Today, cybercrime is big business. Attackers understand the world we live in. They understand how law enforcement and standard cyber defenses operate, and like most inhabitants of the wild - they have learned to mutate and adapt to ensure their survival.
One of the more prominent examples of this survival adaptation is seen in the rising uptick in ransomware cyberattacks.
What is ransomware?
Ransomware is a type of malware that uses encryption to remove a data owner’s access - enabling an attacker to hold the data hostage until the data’s owner pays the ransom. In most cases, the attacker will decrypt the files back once the requested payment is received without further harm to the organization.
How is ransomware different today?
Ransomware has a long and storied past. It has successfully moved from its humble beginnings on 5¼ floppy disks -utilizing simple trickery and deception - to outright extortion leveraging advanced cryptographic techniques. According to a recent research report by Palo Alto Networks, the average payment following a ransomware attack in 2020 increased by 171% to $312,493 compared to $115,123 in 2019.
Essentially, cybercriminals have realized that instead of having to fence stolen foods, it is more effective for them to simply extort end users and corporations directly. So much so, that they have shifted from targeting users at random to strategically targeting business users with access to valuable data.
Why are ransomware attacks on the rise?
When you have a highly successful form of attack that relies on a combination of human error and technical strength, criminals will figure out a way to use it to make money. And if you compound that reality with the reality of today’s hyperconnected world you have concocted the perfect recipe for a ransomware attack.
Interconnectivity: COVID-19 and Remote Work
With the business world going increasingly remote due to the COVID-19 pandemic, attack surface size – the sum of the different points where an unauthorized user can try to enter or extract data from an environment – has significantly increased.

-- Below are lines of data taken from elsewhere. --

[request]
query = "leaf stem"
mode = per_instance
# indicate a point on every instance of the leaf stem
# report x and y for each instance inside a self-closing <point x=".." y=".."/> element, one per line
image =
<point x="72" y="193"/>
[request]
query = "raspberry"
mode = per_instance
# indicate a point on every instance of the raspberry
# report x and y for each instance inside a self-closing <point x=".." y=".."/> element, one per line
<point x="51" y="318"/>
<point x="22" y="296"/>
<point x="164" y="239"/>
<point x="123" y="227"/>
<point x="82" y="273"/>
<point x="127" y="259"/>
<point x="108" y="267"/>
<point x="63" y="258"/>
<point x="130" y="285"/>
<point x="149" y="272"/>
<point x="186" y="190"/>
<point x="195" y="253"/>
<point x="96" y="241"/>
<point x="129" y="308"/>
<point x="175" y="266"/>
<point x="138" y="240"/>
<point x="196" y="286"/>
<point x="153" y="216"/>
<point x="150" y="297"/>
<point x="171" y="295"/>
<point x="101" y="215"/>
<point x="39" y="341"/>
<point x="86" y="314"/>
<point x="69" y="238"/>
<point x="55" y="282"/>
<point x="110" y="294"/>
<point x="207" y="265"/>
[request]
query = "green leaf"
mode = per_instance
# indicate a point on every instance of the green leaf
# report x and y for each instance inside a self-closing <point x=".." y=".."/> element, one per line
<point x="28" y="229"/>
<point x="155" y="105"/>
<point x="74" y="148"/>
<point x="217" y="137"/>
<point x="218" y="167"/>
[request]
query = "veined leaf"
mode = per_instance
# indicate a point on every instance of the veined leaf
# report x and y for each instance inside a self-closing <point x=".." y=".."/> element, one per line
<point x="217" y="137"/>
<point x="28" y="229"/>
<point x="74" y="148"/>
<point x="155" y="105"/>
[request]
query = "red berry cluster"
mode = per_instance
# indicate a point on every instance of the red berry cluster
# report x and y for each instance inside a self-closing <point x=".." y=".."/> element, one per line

Ease of Payment Exchange: Cryptocurrency
The global accessibility and widening popularity of cryptocurrency provides near instant monetary gain and little to no traceability. Unlike more traditional hacking campaigns where the attacker must break into the target machine(s), exfiltrate the desired data, find a buyer for that data, negotiate a deal, and process the payment - ransomware attacks yield faster results for attackers.
Luckily, companies like CipherTrace, a Mastercard company, exist to provide businesses with greater transparency to help identify and understand their risks and to help manage their digital asset regulatory and compliance obligations across 7,000+ cryptocurrency entities.
Low Effort Attack Methods: Criminal Information Sharing
Success begets success. The more successful a ransomware attack method becomes the more likely it is shared amongst cybercriminal groups and across the dark web for further duplication and mutation. Essentially, the relative ease of carrying out an attack and securing a payout makes ransomware an attractive option for cybercriminals. Thus, widening the door for more criminals, regardless of their skill level to utilize ransomware-style attacks.
Ransomware and third-party risk management
Other people’s bad decision-making could put your organization at risk. With ransomware attackers hyper-focused on business users with access to critical, high-value data it’s important to properly vet and digitally monitor the vendors and service providers that your organization does business with.
Managing vendor risk can seem like an impossible task given the gravity and the complexity of today’s landscape. But the key lies in having greater visibility into your digital supply chain, knowing who poses the greatest risk to your organization, and being prepared to act timely on that risk.
How can businesses stay protected?
Cybersecurity is about understanding, managing, and mitigating the risk of critical data being disclosed, altered, or denied access to. And in the case of ransomware protection, it’s not a one-time investment, but rather a continuous monitoring process.
Traditional antivirus or endpoint security will only tackle known ransomware. Thus, it’s imperative to deploy solutions with highly accurate, continual vulnerability detection so you can confidently and quickly act on risks before they can be exploited by ransomware.
How can Mastercard help combat ransomware?
Continuous risk monitoring solutions like RiskRecon provide highly precise cybersecurity ratings and insights that shed light on the “known good” and “known poor” reality of an organization’s cyber hygiene and subsequent risk management performance. Using both ‘A to F’ and ‘1 to 10’ grading scales, RiskRecon non-invasively scans the internet-facing profiles of a given organization, automatically assesses its asset value, and prioritizes such findings so higher-risk vulnerabilities can be remediated first.
Ultimately, companies that measurably demonstrate good cybersecurity risk management practices have much lower rates of bad outcomes and susceptibility to cyberattacks such as ransomware. Based on an analysis of RiskRecon’s ratings and ransomware events occurring across 118,000 companies, companies in the “F” and “D” rating tiers have a blended rate of 16.6 times higher ransomware event frequency than do companies in the “A” rating tier. Hence, the necessity of technologies like RiskRecon.